What's going on with the Rouge Park expansion?
Rouge National Urban Park will be the first of its kind in Canada, and it will provide a much-needed green reprieve for Torontonians. But the project is slated to take up to a decade to be fully developed and open to the public, and right now, the process is essentially drowning in a pool of government bureaucracy.
Pam Veinotte, field unit superintendent for Rouge National Urban Park with Parks Canada, says there's lots to be done behind the scenes amongst government before the park can be open to the public, even though much of the intended park land is already green space, and it would appear to be a relatively straightforward process.
"[We have to conduct] all the land surveys, land titles, and take a look at whether pieces or parcels of land need an environmental assessment. Every jurisdiction has its own process..."
That work is well underway, she says, but there's no estimate as to when the park will be open for frolicking.
"All I can say is that we are working as quickly as we can, and all jurisdictions are working as they can," Veinotte says.
Right now, the most pressing step is to sign over the lands in the study area to Parks Canada. The patch of green space for park designation, in the northernmost part of the city, is in joint custody of Toronto, Pickering, and Markham. They, alongside York Region, Durham Region and the Toronto and Region Conservation Authority, need to sign over either land or municipal services to the parklands, and much of the work that needs to be done to create the national park cannot happen until that's done. Municipalities are in the process of signing over their lands now. Veinotte says it's impossible to provide an estimate even of when this first step will be complete.

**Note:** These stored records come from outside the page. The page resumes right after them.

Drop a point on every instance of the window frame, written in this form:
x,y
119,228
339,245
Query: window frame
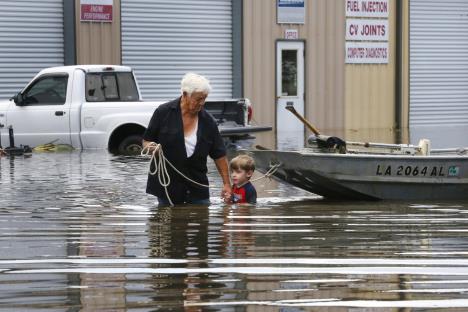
x,y
118,87
36,81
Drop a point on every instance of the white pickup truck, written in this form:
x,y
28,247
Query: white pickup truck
x,y
98,106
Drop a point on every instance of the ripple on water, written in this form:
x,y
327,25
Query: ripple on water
x,y
77,231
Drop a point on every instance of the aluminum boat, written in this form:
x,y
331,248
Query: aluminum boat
x,y
369,171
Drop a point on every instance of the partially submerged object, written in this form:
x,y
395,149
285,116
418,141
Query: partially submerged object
x,y
379,171
337,169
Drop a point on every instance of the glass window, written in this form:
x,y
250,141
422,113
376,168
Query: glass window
x,y
289,73
101,87
48,90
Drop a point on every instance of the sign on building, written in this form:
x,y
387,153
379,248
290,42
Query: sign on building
x,y
291,34
366,52
367,29
290,11
96,10
367,32
367,8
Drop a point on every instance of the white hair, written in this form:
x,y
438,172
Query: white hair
x,y
192,82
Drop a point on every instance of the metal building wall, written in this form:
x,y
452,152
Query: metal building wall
x,y
164,39
324,35
98,42
439,72
31,38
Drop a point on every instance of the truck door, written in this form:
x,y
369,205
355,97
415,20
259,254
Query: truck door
x,y
289,90
42,115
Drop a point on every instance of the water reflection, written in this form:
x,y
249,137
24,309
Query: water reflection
x,y
77,233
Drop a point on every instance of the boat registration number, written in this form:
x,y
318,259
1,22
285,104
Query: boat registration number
x,y
421,171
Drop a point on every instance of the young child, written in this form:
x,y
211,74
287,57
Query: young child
x,y
242,168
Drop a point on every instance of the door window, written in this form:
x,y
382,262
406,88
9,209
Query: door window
x,y
48,90
289,73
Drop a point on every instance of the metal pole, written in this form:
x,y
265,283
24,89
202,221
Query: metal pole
x,y
12,138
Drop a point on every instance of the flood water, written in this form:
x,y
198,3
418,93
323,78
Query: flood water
x,y
78,233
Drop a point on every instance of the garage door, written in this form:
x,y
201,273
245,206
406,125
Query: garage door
x,y
162,40
439,72
31,38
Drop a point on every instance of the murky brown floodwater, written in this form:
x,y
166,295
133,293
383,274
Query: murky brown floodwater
x,y
78,233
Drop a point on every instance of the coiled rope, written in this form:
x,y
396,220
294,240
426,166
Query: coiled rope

Rouge Park already exists in Toronto, but this process will make the park much larger, as well as give it an official designation as protected green space for the millions of us who live around it. Currently, it's about 41 km sq., and the parklands begin just above Steeles Ave., and run down to Lake Ontario, culminating in Rouge Beach.
The study area, on the other hand, would stretch the park to about 58 sq. km., extending to 19th Ave., almost up to Stouffville and the lower portion of the Oak Ridges Moraine.
Though the park seems like it will take forever to open, there are some really wonderful aspects to the plan that will undoubtedly enhance Torontonians' quality of life. To supplement the camping already available at the park, Veinotte says oTENTiks might be installed (which are a cross between a tent and a cabin, come with a firepit, and are furnished, in case you don't like sleeping on rocks/dirt). At the present time, the park is without washrooms, as well, so those will be installed, too.
And alongside becoming the first national park to be almost entirely surrounded by urban life, Rouge Park will also be the first Canadian national park to include agriculture in its design. The details of that are still in the process of being planned, but some groups are already pushing to ensure that agricultural uses make up a good chunk of the park.
All of the commonly expected park elements will also be available, meaning there's a host of adventuretime possibilities: there will be trails, beaches, various recreational activities, and youth programs.
The lands are also home to a number of at-risk species, rare Canadian forests, and evidence of lives lived by Indigenous peoples over 10,000 years ago. That part of our cultural heritage will be honoured in a number of ways, Veinotte says.
Rouge Park, as it is now, was established in the mid '90s by the provincial government as a response to public concerns about protection of the river valley. The federal government committed to designating it Rouge National Urban Park in 2011, after years of lobbying by environmental groups. And in May 2010, the feds committed $143.7-million to be used to establish the park over the next 10 years. Following that, $7.5-million per year has been allotted to the ongoing operations of the park.